OpenAI just raised $122 billion at an $852 billion valuation, and even the VCs cutting the checks are saying valuations are "punchy."
The Summary
- OpenAI closed its largest fundraising ever at $122 billion, pushing its valuation to $852 billion while Anthropic hit $380 billion
- Salesforce Ventures' managing partner openly called current AI valuations "punchy" on the record
- The gap between enthusiasm and skepticism among those writing the checks is the real story
The Signal
When venture capitalists start using words like "punchy" to describe valuations they're actively participating in, pay attention. Paul Drews from Salesforce Ventures just said the quiet part out loud on Bloomberg: AI valuations are stretched. This matters because Salesforce Ventures is almost certainly in these deals or looking at similar bets. They're not sitting this out, but they're also not pretending the math makes traditional sense.
OpenAI at $852 billion is larger than most S&P 500 companies. For context, that's bigger than Costco, Abbott Labs, or Goldman Sachs. Anthropic at $380 billion is worth more than Netflix or Salesforce itself. These are foundation model companies with massive compute costs, uncertain revenue models, and existential questions about moats. The $122 billion raise isn't just big, it's a statement that the AI infrastructure layer is now being priced like winner-take-all public utilities before they've proven they can be profitable utilities at all.

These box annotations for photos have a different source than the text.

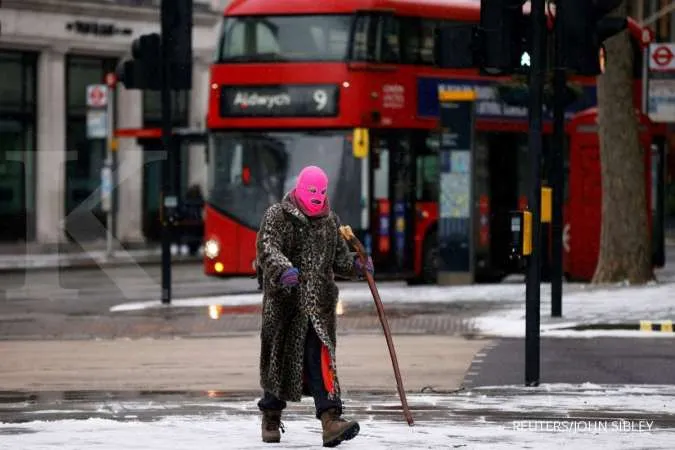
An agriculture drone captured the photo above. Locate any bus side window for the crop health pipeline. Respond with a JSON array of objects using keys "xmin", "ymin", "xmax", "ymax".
[
  {"xmin": 377, "ymin": 15, "xmax": 401, "ymax": 63},
  {"xmin": 350, "ymin": 14, "xmax": 377, "ymax": 61},
  {"xmin": 420, "ymin": 20, "xmax": 438, "ymax": 65},
  {"xmin": 400, "ymin": 17, "xmax": 422, "ymax": 64},
  {"xmin": 414, "ymin": 133, "xmax": 440, "ymax": 202},
  {"xmin": 373, "ymin": 139, "xmax": 389, "ymax": 200}
]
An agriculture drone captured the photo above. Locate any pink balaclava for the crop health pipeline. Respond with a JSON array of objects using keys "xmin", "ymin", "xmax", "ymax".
[{"xmin": 295, "ymin": 166, "xmax": 328, "ymax": 217}]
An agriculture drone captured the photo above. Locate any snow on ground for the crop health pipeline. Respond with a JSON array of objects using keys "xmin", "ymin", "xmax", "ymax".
[
  {"xmin": 111, "ymin": 282, "xmax": 675, "ymax": 338},
  {"xmin": 110, "ymin": 282, "xmax": 585, "ymax": 312},
  {"xmin": 0, "ymin": 384, "xmax": 675, "ymax": 450},
  {"xmin": 474, "ymin": 283, "xmax": 675, "ymax": 338}
]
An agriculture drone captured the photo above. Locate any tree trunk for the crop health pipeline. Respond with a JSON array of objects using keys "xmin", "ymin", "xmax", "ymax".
[{"xmin": 593, "ymin": 0, "xmax": 654, "ymax": 284}]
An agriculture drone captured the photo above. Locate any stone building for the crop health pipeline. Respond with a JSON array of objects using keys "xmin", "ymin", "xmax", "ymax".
[{"xmin": 0, "ymin": 0, "xmax": 224, "ymax": 244}]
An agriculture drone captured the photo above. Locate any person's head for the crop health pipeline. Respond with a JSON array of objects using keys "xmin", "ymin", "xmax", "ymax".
[{"xmin": 295, "ymin": 166, "xmax": 328, "ymax": 216}]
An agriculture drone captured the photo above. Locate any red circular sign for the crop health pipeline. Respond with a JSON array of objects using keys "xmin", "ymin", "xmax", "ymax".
[
  {"xmin": 90, "ymin": 88, "xmax": 105, "ymax": 105},
  {"xmin": 105, "ymin": 72, "xmax": 117, "ymax": 87},
  {"xmin": 652, "ymin": 46, "xmax": 675, "ymax": 67}
]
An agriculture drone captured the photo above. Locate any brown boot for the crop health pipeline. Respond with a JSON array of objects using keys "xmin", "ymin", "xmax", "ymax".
[
  {"xmin": 262, "ymin": 410, "xmax": 286, "ymax": 443},
  {"xmin": 321, "ymin": 408, "xmax": 360, "ymax": 447}
]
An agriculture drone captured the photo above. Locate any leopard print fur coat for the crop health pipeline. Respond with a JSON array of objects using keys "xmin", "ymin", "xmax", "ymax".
[{"xmin": 256, "ymin": 194, "xmax": 355, "ymax": 402}]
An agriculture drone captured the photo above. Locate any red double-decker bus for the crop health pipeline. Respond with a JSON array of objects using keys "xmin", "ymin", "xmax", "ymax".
[{"xmin": 204, "ymin": 0, "xmax": 664, "ymax": 282}]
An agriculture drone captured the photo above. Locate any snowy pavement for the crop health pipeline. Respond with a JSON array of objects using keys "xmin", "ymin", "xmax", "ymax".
[
  {"xmin": 0, "ymin": 384, "xmax": 675, "ymax": 450},
  {"xmin": 474, "ymin": 283, "xmax": 675, "ymax": 338}
]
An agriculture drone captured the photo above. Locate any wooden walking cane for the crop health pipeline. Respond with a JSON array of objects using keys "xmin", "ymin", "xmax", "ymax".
[{"xmin": 340, "ymin": 225, "xmax": 414, "ymax": 426}]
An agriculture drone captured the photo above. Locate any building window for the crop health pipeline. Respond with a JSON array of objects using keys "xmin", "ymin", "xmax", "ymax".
[
  {"xmin": 66, "ymin": 55, "xmax": 117, "ymax": 241},
  {"xmin": 142, "ymin": 91, "xmax": 190, "ymax": 241},
  {"xmin": 0, "ymin": 50, "xmax": 37, "ymax": 241}
]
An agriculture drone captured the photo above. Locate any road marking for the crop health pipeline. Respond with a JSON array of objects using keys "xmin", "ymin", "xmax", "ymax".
[{"xmin": 640, "ymin": 320, "xmax": 673, "ymax": 333}]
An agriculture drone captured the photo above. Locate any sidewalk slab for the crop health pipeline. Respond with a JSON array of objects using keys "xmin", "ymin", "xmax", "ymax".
[
  {"xmin": 474, "ymin": 282, "xmax": 675, "ymax": 338},
  {"xmin": 0, "ymin": 334, "xmax": 488, "ymax": 392}
]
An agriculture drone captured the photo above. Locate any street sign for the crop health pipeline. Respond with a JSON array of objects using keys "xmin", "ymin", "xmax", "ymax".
[
  {"xmin": 105, "ymin": 72, "xmax": 117, "ymax": 88},
  {"xmin": 87, "ymin": 84, "xmax": 108, "ymax": 108},
  {"xmin": 644, "ymin": 43, "xmax": 675, "ymax": 123},
  {"xmin": 87, "ymin": 109, "xmax": 108, "ymax": 139},
  {"xmin": 649, "ymin": 44, "xmax": 675, "ymax": 71}
]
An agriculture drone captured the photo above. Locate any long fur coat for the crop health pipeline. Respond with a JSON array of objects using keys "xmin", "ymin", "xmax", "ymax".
[{"xmin": 256, "ymin": 194, "xmax": 355, "ymax": 401}]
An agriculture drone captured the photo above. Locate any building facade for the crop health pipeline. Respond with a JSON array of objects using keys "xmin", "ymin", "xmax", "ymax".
[
  {"xmin": 640, "ymin": 0, "xmax": 675, "ymax": 232},
  {"xmin": 0, "ymin": 0, "xmax": 222, "ymax": 244}
]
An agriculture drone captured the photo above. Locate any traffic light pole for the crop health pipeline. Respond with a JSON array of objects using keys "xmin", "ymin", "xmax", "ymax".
[
  {"xmin": 160, "ymin": 0, "xmax": 176, "ymax": 304},
  {"xmin": 551, "ymin": 1, "xmax": 567, "ymax": 317},
  {"xmin": 525, "ymin": 0, "xmax": 547, "ymax": 386}
]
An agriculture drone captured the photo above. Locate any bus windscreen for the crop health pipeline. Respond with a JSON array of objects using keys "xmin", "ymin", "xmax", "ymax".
[
  {"xmin": 208, "ymin": 130, "xmax": 362, "ymax": 229},
  {"xmin": 218, "ymin": 15, "xmax": 354, "ymax": 63}
]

The composition of this round tells you where we are in the cycle: tech giants hedging their platform risk, VCs chasing the category-defining outcomes, and now retail investors getting access to pre-IPO AI at nosebleed valuations. That last part is the canary. When retail gets invited to the private AI party, it usually means institutional players are looking to distribute risk, not concentrate conviction.
What Drews is really saying is: we know these numbers are wild, we're doing it anyway, and we're managing our exposure accordingly. That's not bearish on AI, it's realistic about what happens when an entire asset class gets repriced in 24 months.
The Implication
If you're building in the agent economy, this is your moment to define differentiation that isn't "we use Claude" or "powered by GPT-5." The foundation model layer is now a trillion-dollar oligopoly with unclear paths to return. The value is moving up the stack to companies that can prove unit economics with AI, not just deploy it. Watch for the smart money shifting from model makers to model users who can show margin expansion, not just automation theater.
For everyone else: when VCs call their own bets punchy, the risk-reward is changing fast. The AI boom is real. The AI bubble might be too.